Oncogene. 1992 Oct;7(10):2085-92.
The Max protein forms a heterodimeric complex with the Myc family of proteins and binds to DNA in a sequence-specific manner. We investigated the role of the helix-loop-helix (HLH), leucine zipper (LZ) and basic domains of Max in protein complex formation, DNA-binding activity and transcriptional regulation. We mutagenized the basic, HLH and LZ domains of Max and studied the ability of the normal and mutant proteins to bind to DNA as both homo- and heterodimers and their ability to heterodimerize with Myc. Helix-1 and helix-2 regions of Max were found to be critical for homodimer formation and subsequent DNA binding, while the LZ was essential for heterodimer formation. In transient transfection assays the Myc protein functioned as a transcriptional activator while Max protein repressed the trans-activation observed with Myc.

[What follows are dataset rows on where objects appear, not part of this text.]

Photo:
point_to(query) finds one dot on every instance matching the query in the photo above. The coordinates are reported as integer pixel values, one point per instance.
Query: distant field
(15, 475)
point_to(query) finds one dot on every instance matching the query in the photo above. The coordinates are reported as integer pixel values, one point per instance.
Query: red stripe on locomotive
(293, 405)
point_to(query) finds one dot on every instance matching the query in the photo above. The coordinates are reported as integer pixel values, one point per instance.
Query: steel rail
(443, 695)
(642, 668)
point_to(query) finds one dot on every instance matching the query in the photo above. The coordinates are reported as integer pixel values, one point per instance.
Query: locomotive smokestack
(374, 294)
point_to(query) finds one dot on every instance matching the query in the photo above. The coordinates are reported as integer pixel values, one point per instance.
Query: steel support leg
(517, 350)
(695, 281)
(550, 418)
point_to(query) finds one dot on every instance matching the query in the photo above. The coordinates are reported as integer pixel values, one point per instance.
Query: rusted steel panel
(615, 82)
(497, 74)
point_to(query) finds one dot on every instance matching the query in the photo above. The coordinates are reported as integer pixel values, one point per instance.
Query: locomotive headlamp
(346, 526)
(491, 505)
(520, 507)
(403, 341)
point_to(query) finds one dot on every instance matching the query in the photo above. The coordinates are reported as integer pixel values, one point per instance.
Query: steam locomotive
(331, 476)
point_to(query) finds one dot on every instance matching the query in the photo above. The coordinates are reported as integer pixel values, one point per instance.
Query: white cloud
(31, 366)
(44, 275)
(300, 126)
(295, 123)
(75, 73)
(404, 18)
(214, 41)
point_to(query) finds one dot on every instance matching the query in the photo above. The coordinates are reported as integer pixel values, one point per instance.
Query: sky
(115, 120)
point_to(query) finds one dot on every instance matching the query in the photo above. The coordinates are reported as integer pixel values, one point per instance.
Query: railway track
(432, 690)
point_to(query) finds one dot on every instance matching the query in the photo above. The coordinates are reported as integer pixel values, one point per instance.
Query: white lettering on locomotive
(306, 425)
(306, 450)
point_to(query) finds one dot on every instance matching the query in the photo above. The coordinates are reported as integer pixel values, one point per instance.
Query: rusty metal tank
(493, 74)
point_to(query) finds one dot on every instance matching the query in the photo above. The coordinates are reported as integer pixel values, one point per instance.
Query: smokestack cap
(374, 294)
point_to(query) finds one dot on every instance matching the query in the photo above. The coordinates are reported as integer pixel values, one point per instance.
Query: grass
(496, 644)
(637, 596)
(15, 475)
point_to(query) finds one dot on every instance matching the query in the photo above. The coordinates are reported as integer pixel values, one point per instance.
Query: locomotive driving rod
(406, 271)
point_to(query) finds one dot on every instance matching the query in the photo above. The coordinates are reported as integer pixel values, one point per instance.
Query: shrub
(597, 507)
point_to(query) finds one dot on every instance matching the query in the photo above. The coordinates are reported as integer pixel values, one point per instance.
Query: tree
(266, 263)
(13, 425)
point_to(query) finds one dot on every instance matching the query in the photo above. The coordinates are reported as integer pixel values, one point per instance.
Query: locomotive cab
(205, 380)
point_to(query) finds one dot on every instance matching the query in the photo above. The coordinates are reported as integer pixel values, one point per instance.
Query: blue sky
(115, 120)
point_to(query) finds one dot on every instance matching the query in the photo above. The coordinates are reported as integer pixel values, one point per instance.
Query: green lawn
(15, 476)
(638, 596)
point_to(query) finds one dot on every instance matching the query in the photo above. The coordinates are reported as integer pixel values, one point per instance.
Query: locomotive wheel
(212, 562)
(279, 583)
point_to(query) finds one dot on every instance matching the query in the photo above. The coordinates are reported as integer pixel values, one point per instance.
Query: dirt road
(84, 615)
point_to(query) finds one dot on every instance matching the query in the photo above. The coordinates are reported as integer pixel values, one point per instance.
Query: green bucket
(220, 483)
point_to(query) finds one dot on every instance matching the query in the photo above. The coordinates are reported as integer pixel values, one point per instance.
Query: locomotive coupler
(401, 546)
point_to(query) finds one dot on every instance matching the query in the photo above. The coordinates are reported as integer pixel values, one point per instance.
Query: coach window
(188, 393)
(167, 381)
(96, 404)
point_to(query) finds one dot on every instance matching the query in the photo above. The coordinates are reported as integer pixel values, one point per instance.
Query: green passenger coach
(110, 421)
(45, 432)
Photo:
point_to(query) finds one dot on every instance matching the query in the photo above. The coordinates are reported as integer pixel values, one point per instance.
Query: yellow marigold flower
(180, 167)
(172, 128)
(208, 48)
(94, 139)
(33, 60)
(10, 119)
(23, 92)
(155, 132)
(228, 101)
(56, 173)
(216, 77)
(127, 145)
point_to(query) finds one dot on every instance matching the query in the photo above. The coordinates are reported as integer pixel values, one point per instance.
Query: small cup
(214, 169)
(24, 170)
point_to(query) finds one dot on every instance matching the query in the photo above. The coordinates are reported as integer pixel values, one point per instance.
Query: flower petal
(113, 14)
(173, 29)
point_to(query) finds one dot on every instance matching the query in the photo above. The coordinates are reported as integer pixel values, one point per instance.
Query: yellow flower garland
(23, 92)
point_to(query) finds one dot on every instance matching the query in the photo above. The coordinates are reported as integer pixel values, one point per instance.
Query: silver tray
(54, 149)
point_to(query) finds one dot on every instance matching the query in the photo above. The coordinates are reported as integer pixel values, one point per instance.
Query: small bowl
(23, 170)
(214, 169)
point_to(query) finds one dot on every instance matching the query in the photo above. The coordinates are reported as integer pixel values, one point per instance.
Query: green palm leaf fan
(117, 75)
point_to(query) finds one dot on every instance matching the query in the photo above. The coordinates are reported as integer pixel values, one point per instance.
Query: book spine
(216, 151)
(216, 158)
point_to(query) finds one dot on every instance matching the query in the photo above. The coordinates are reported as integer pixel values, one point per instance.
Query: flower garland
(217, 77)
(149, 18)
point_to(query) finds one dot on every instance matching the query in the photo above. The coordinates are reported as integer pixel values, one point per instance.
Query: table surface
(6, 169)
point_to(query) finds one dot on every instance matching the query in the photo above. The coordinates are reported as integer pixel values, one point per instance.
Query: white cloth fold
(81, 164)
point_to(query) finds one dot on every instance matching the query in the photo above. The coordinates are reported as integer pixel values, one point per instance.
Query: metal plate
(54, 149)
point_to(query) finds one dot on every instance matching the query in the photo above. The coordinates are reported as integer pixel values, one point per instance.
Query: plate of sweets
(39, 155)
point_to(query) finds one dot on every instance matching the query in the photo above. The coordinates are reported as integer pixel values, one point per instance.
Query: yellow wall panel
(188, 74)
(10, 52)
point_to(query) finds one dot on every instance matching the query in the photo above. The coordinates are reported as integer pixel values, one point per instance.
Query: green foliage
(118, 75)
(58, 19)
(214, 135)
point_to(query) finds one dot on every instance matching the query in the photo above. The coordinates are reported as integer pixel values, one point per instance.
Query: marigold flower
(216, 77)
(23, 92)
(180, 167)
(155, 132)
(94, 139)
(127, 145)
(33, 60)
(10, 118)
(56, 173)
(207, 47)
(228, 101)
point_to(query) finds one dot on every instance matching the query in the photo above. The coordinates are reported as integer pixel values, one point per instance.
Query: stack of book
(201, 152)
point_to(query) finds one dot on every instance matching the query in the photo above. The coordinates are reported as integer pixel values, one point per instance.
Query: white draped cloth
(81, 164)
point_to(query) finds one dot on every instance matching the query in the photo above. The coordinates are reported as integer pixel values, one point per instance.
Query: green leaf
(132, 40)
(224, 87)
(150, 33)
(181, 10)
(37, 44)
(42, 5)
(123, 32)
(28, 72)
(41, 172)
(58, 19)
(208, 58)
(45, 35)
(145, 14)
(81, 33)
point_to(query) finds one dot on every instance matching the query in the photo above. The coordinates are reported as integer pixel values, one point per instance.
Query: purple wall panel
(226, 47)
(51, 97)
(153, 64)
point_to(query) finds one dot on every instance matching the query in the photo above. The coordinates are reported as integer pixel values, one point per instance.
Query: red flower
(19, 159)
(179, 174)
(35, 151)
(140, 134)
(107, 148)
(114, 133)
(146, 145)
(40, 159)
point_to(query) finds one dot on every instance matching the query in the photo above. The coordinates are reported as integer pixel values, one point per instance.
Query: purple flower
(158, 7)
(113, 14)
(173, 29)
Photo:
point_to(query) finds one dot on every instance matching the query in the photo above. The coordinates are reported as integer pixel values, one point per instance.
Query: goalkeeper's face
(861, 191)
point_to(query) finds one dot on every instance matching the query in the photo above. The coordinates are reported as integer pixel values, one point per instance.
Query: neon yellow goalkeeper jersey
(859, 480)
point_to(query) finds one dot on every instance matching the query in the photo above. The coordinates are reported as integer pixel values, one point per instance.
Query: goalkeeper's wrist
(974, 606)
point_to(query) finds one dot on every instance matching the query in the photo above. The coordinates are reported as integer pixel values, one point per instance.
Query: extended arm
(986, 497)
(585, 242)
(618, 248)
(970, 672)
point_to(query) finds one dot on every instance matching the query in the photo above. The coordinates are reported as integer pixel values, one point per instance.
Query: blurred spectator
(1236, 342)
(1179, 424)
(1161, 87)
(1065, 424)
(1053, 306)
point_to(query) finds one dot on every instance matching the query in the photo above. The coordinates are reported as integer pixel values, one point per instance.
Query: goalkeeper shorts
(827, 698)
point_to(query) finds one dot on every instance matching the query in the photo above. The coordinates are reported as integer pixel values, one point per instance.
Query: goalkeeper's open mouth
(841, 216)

Max蛋白与Myc家族蛋白形成异源二聚体复合物,并以序列特异性方式结合DNA。我们研究了Max的螺旋-环-螺旋(HLH)、亮氨酸拉链(LZ)和碱性结构域在蛋白复合物形成、DNA结合活性及转录调控中的作用。我们对Max的碱性、HLH和LZ结构域进行诱变,研究正常和突变蛋白作为同二聚体和异二聚体结合DNA的能力,以及它们与Myc形成异二聚体的能力。发现Max的螺旋1和螺旋2区域对同二聚体形成及随后的DNA结合至关重要,而LZ对异二聚体形成必不可少。在瞬时转染实验中,Myc蛋白起转录激活因子的作用,而Max蛋白则抑制Myc所观察到的反式激活作用。